A survey published last year by the C.S. Mott Children’s Hospital in Michigan found that a third of children aged 7 to 9, and half of those aged 10 to 12, used social-media apps in the past six months. There’s no reason to think the numbers are different in Canada. If anything, they’re almost certainly higher on both sides of the border – the Michigan survey was filled out by parents.
According to the Canadian non-profit MediaSmarts, a third of Canadian students in Grades 4, 5 and 6 had Facebook accounts as far back as 2013, despite the platform ostensibly being closed to children in that age group. As a society, we left the keys on the counter a decade ago and turned our backs as kids traded Facebook for slicker rides like TikTok and Snapchat. Companies have zero incentive to enforce the age threshold of 13 that currently exists, and every incentive to do whatever they can to hook eyeballs, regardless of age.
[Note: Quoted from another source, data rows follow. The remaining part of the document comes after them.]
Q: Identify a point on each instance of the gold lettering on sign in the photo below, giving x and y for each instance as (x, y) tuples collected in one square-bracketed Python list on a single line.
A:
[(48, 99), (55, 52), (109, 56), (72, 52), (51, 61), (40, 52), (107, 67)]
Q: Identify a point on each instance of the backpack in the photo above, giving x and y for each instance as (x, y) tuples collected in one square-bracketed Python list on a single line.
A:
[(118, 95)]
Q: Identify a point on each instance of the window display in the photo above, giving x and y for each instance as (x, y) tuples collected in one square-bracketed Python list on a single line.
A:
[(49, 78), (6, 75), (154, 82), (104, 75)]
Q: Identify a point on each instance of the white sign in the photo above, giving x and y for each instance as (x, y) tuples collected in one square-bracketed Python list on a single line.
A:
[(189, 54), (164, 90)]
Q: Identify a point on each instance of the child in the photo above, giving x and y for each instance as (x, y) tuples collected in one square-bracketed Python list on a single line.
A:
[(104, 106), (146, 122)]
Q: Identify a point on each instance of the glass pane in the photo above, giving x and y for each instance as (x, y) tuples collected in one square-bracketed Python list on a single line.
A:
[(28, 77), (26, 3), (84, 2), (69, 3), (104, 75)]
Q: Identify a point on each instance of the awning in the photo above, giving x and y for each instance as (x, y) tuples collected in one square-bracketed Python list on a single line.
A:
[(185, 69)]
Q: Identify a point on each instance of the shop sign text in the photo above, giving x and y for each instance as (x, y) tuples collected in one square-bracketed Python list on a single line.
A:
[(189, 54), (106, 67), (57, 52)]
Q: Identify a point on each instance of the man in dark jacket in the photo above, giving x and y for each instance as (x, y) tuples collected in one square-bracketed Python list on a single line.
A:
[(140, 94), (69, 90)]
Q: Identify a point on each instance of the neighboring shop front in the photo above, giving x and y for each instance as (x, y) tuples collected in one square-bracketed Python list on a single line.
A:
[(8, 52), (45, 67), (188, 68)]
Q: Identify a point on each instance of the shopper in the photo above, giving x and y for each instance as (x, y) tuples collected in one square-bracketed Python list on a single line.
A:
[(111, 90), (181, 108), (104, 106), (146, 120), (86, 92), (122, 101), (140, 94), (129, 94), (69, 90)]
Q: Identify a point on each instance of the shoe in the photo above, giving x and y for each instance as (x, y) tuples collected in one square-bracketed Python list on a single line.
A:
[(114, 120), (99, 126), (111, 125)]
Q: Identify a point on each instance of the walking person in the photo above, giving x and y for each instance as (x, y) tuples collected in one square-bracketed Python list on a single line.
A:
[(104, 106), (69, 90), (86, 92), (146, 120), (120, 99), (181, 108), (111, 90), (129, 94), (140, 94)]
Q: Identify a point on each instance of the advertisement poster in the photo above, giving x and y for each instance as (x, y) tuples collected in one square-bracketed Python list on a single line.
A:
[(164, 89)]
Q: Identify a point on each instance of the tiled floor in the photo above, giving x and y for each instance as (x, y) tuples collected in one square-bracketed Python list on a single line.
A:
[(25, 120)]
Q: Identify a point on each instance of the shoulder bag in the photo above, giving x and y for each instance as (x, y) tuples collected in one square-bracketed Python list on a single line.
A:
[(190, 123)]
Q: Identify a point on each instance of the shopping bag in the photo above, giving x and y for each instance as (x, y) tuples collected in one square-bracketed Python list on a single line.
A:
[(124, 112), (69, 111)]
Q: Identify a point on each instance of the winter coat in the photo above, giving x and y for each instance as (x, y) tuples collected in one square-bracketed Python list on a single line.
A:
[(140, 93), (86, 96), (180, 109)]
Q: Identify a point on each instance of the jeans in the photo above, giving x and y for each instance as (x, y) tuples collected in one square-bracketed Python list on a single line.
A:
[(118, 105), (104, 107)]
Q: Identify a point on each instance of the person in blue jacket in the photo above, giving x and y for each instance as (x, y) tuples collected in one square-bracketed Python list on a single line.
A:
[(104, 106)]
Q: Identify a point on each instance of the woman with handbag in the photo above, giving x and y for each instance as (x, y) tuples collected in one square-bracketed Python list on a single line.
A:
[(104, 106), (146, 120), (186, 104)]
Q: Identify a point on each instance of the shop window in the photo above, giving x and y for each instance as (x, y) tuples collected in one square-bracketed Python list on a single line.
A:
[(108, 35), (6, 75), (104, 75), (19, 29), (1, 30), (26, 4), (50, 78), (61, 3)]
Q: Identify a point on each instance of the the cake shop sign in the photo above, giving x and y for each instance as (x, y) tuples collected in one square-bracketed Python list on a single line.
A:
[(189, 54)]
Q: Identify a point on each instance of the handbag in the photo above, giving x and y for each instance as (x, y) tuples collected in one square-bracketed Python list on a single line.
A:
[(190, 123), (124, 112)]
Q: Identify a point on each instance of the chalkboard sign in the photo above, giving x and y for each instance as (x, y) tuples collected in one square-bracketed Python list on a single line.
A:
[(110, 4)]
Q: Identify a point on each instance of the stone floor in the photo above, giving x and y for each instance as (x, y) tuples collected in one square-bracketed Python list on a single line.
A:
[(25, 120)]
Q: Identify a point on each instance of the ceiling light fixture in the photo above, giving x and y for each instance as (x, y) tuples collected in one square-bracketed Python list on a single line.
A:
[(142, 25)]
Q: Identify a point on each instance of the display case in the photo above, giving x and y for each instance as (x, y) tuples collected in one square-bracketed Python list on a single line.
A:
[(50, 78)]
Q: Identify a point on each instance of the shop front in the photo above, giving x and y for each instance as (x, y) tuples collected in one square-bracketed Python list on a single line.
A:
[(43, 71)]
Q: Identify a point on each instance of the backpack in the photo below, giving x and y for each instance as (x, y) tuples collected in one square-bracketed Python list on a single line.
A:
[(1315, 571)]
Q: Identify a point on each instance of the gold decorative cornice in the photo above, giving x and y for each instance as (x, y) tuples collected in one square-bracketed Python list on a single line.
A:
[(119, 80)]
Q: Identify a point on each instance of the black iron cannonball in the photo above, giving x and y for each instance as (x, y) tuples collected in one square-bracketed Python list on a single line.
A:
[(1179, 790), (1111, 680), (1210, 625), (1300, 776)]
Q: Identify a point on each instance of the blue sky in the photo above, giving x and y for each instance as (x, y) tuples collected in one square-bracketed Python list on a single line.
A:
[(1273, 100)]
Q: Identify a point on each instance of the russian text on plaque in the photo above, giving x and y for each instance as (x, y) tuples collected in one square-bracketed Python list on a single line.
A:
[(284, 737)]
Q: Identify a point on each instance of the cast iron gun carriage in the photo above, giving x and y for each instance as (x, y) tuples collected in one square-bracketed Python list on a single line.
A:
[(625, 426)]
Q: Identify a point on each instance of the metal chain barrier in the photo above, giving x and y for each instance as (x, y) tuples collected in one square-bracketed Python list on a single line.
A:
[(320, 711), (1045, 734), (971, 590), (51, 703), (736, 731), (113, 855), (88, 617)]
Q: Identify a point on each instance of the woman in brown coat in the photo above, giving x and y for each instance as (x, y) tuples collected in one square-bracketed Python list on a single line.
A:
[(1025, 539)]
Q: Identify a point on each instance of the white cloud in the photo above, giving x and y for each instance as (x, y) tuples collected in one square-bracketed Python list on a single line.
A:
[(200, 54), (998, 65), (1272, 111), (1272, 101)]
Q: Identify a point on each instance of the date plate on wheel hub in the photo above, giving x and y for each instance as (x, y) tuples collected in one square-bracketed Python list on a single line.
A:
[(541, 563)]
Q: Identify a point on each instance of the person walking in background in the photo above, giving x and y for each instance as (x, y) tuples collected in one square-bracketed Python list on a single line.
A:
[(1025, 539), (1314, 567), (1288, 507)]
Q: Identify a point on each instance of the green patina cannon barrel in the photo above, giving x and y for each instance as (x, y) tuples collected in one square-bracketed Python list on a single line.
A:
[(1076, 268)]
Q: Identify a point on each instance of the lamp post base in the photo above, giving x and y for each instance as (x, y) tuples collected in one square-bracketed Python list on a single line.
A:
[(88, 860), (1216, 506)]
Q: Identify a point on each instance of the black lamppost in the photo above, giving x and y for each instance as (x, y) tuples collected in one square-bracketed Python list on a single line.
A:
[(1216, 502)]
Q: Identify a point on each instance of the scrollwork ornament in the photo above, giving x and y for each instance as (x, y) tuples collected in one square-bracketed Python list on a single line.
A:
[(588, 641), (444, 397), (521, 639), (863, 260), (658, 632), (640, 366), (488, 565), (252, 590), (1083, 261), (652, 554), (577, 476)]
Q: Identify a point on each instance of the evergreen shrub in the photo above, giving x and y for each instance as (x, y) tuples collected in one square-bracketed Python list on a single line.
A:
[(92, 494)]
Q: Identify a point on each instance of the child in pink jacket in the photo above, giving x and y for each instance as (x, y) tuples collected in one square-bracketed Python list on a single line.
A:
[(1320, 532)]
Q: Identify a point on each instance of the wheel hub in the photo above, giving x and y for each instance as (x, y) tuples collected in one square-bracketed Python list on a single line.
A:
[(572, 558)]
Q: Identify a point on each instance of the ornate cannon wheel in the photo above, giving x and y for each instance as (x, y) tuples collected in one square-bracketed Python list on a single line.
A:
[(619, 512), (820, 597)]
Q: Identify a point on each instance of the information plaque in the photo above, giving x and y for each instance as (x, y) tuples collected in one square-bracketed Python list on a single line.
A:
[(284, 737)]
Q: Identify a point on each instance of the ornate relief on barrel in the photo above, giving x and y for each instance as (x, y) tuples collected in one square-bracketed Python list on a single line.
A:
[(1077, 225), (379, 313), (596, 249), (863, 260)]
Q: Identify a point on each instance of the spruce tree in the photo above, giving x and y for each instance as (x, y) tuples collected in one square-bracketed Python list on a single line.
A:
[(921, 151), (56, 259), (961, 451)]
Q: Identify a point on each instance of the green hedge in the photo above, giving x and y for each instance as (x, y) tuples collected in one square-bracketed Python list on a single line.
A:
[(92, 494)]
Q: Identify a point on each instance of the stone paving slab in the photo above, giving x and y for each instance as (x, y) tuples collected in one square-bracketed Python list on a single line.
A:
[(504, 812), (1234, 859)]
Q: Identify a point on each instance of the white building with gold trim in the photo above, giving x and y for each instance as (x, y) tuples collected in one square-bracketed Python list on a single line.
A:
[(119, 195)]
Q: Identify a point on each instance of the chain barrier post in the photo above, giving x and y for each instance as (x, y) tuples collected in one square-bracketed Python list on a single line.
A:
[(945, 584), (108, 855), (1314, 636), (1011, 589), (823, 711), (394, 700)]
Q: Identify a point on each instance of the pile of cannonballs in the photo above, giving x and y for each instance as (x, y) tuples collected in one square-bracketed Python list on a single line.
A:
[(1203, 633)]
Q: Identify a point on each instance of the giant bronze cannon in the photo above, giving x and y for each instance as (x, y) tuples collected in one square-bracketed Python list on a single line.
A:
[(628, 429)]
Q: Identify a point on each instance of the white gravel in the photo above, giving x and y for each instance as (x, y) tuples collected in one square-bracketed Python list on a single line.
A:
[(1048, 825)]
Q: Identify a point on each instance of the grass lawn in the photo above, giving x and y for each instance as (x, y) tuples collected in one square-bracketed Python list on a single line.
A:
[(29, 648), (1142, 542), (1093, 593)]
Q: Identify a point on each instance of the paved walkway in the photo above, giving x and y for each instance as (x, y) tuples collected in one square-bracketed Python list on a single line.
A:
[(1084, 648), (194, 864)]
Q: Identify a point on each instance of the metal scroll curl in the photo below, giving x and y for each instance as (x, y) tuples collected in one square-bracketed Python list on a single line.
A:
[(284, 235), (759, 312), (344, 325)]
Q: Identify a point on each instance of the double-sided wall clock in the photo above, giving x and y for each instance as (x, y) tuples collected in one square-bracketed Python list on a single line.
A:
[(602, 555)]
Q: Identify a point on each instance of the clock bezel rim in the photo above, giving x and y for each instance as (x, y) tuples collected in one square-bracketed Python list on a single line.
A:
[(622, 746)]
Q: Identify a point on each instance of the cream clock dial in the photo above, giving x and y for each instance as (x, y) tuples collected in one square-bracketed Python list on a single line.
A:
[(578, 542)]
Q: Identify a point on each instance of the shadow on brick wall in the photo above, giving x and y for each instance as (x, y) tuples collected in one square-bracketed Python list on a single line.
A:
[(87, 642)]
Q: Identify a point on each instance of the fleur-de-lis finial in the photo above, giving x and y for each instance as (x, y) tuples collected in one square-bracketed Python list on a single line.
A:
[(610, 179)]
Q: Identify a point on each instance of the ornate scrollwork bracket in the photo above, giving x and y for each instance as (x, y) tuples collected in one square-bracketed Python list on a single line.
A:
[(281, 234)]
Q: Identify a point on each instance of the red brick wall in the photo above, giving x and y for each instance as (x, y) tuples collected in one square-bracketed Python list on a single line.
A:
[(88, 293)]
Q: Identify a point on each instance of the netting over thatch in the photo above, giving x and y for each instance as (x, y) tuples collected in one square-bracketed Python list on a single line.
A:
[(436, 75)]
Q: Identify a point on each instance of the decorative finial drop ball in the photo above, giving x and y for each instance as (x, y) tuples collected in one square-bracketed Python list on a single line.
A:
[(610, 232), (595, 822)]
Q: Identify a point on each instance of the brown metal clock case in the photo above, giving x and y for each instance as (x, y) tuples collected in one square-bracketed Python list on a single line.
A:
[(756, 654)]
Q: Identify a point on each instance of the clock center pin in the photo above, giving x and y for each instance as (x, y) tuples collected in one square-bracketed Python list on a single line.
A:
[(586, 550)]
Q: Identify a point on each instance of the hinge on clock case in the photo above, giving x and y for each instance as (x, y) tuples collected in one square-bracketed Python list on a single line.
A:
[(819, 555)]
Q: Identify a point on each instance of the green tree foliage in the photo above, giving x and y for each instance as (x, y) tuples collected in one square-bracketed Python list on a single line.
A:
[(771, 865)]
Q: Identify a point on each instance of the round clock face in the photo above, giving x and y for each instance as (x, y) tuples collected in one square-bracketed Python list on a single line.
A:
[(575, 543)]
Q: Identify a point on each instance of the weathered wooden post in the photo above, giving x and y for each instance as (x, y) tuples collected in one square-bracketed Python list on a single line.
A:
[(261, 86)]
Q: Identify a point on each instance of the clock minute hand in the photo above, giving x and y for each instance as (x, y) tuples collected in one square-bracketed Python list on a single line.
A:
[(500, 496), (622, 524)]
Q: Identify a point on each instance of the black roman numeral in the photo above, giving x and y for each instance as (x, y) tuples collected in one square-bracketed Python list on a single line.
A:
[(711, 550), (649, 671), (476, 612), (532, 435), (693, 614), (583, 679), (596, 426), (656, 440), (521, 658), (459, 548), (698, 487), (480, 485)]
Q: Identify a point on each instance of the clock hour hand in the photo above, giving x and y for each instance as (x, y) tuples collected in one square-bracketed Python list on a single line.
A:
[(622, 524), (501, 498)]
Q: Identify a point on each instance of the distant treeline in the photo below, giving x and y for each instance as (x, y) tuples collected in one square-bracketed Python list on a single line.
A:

Now comes the obligatory section of this editorial where we acknowledge that social media is not all bad for all youth at all times. Yes, it gives some children and adolescents, particularly those who struggle to make friends in the real world, a chance to connect online and over long distances with people who share their interests. Yes, some research suggests it can make a narrow subset of preteens feel less alone. Yes, there are corners of the internet that are funny and warm and supportive and kind.
Unfortunately, evidence continues to mount that, when it comes to social-media apps on addictive smartphones, the bad overwhelmingly outweighs the good. Social-media feeds expose youths to cyberbullying and harassment, cost them sleep, zap their concentration, eviscerate their self-esteem and damage their mental health – all as they navigate puberty with underdeveloped brains incapable of much restraint.
Even if the content children and preteens create and consume is harmless, hours spent learning how to be a person through a phone are hours not spent learning how to be a person in the real world.
Wouldn’t it be nice if, instead of leaving it to parents and youths to try police things for themselves – to install their own seatbelts and set their own speed limits – governments forced social-media companies to make a genuine effort to keep kids off the online road until they turn 16? Wouldn’t it be nice if fewer adolescents, many of whom are already wary of social media’s hold on their lives, felt obligated to be there because everyone else is?
It won’t happen. But a parent can dream.